RE: Extremism

From: Joe Dees (joedees@addall.com)
Date: Sun Jan 07 2001 - 03:57:56 MST


('binary' encoding is not supported, stored as-is) >From: "Jerry Mitchell" <jmitch12@tampabay.rr.com>
>To: <extropians@extropy.org>
>Subject: RE: Extremism
>Date: Sat, 6 Jan 2001 18:49:39 -0500
>Reply-To: extropians@extropy.org
>
>[Non-member submission]
>
>I was simply pointing out that you could only tie the word extremism to a
>set of ideologies relative to some other concept. I don't think it
>cognitively efficient to use the word, meaning it doesn't add any useful
>information to what's being said (other then the fact that the person using
>the word thinks that what is being described is radically different from
>"their" ideas). This was my point in interrupting the thread that was going
>on. It's not a valid word. Sure you can say it, but what do you really mean
>by using it? What your really saying is that an idea differs from your view,
>or the popular view, or some other idea. It's a concept that implies a
>range, but leaves out content, which is not a proper thing to do with
>discussing ideas. How can you leave the content of a concept out and only
>deal with its degree? That might matter for the purpose of comparing ideas,
>but it has NOTHING to do with the truth of the idea. I for one cant find a
>reason to keep this anti-word in our language. If someone can spot a real
>use for this concept, please let me know.
>
     Extremism is an abstract general concept, it is true, but one that while only gaining particular meaning from association with a particular cause or issue, nevertheless is used to describe one's stance relative to that cause or any cause in particular, i.e. at one 'extreme' end or the other of the spectrum of points of view regarding the cause or issue. The opposite of extremism may or may not be mainstreamism, depending upon how the spectrum is weighted, but it is always opposed to moderation, the golden mean, or the middle way.
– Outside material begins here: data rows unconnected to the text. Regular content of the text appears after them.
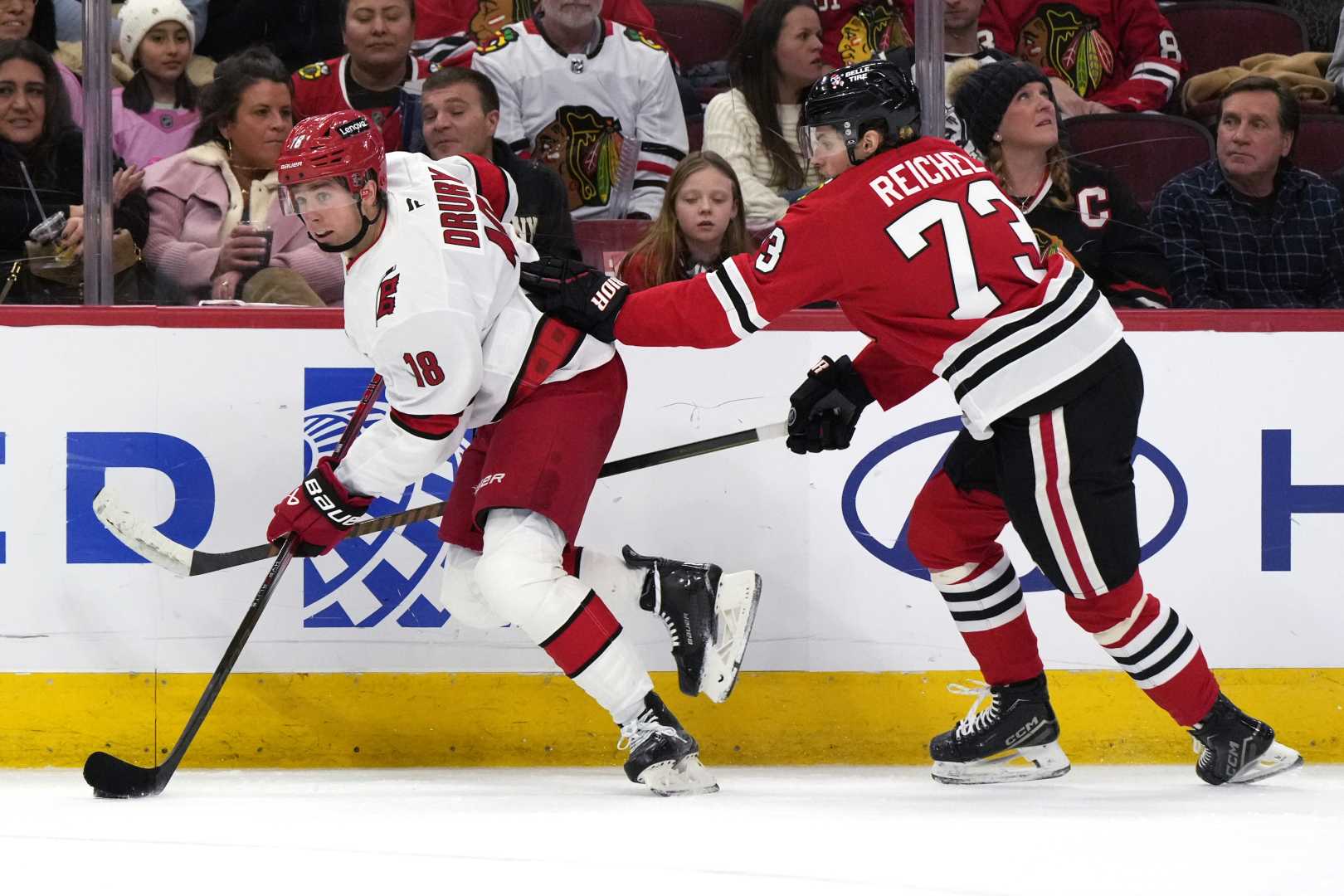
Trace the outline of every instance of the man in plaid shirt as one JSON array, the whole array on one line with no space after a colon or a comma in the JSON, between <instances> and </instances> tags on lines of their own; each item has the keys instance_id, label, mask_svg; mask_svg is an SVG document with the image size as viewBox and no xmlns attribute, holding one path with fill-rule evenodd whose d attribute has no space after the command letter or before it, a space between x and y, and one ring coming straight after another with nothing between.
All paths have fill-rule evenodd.
<instances>
[{"instance_id":1,"label":"man in plaid shirt","mask_svg":"<svg viewBox=\"0 0 1344 896\"><path fill-rule=\"evenodd\" d=\"M1344 200L1288 161L1297 122L1297 99L1271 78L1223 94L1218 160L1171 179L1153 204L1173 306L1344 306Z\"/></svg>"}]
</instances>

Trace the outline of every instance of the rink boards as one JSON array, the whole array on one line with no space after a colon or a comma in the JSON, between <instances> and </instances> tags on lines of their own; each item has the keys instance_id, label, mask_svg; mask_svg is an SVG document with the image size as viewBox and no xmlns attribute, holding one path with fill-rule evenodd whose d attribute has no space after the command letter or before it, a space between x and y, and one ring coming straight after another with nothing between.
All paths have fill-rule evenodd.
<instances>
[{"instance_id":1,"label":"rink boards","mask_svg":"<svg viewBox=\"0 0 1344 896\"><path fill-rule=\"evenodd\" d=\"M255 544L370 371L328 312L4 309L0 324L20 324L0 326L0 364L27 387L7 390L0 414L0 764L77 764L108 744L148 755L171 746L265 568L175 579L102 531L93 494L117 488L191 547ZM837 324L796 316L718 352L622 349L630 394L613 457L784 419L821 353L862 348ZM1126 324L1146 377L1145 582L1235 700L1308 759L1344 760L1344 316ZM1154 324L1185 329L1144 329ZM844 453L798 458L774 442L598 484L582 543L765 578L728 704L680 700L656 676L707 762L919 762L965 712L945 685L973 662L902 536L956 429L934 384L870 408ZM441 500L452 478L449 463L375 512ZM292 566L188 764L612 762L610 721L520 633L449 619L441 560L423 523ZM1024 579L1075 762L1185 762L1188 739L1039 572ZM614 610L649 666L671 669L661 625Z\"/></svg>"}]
</instances>

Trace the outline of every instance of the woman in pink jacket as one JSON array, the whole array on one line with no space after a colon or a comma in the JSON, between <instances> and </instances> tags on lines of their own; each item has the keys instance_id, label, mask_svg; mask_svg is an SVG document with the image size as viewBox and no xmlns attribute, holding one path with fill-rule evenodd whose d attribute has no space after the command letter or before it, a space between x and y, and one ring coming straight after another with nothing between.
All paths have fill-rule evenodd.
<instances>
[{"instance_id":1,"label":"woman in pink jacket","mask_svg":"<svg viewBox=\"0 0 1344 896\"><path fill-rule=\"evenodd\" d=\"M243 298L246 281L265 267L289 269L306 283L300 292L312 301L288 304L314 304L308 290L328 305L341 301L340 257L320 250L277 200L276 159L293 125L292 98L289 73L269 50L230 56L202 93L192 146L145 172L145 261L160 301ZM297 282L278 279L286 278Z\"/></svg>"}]
</instances>

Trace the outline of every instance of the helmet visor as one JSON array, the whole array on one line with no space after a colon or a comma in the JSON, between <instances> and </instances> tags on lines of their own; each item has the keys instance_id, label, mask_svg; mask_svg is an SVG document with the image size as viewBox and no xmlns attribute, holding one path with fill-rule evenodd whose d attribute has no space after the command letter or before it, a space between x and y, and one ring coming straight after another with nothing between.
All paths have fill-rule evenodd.
<instances>
[{"instance_id":1,"label":"helmet visor","mask_svg":"<svg viewBox=\"0 0 1344 896\"><path fill-rule=\"evenodd\" d=\"M280 188L280 208L286 215L309 215L331 208L353 206L359 196L344 179L324 177Z\"/></svg>"},{"instance_id":2,"label":"helmet visor","mask_svg":"<svg viewBox=\"0 0 1344 896\"><path fill-rule=\"evenodd\" d=\"M809 165L824 163L832 156L845 156L844 134L835 125L804 125L798 129L798 148Z\"/></svg>"}]
</instances>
     For instance, a person who is in favor of a woman's right to choose abortion before fetal viability but has a problem with killing a fetus that could be delivered live is not skewed to an extreme, but is rather taking a balanced position, just as a person who supports the right of sane and law-abiding adults to buy, keep and bear arms but wishes laws to be standardized and engineered to most effectively keep firearms out of the hands of children, violent criminals and the mentally incapacitated (sorry to mention the g*n issue,; it was only as an example - as most of you know, I have labored to keep extremists from from both sides of both of these issues from co-opting this list). Such people cannot logically be referred to as extremists, but the skewed logic of the extremist sees everyone who does not parrot their position to be an extremist on the 'other' side, either through ignorance or malevolenve, unless the person is indifferent and/or apathetic and can be dismisse!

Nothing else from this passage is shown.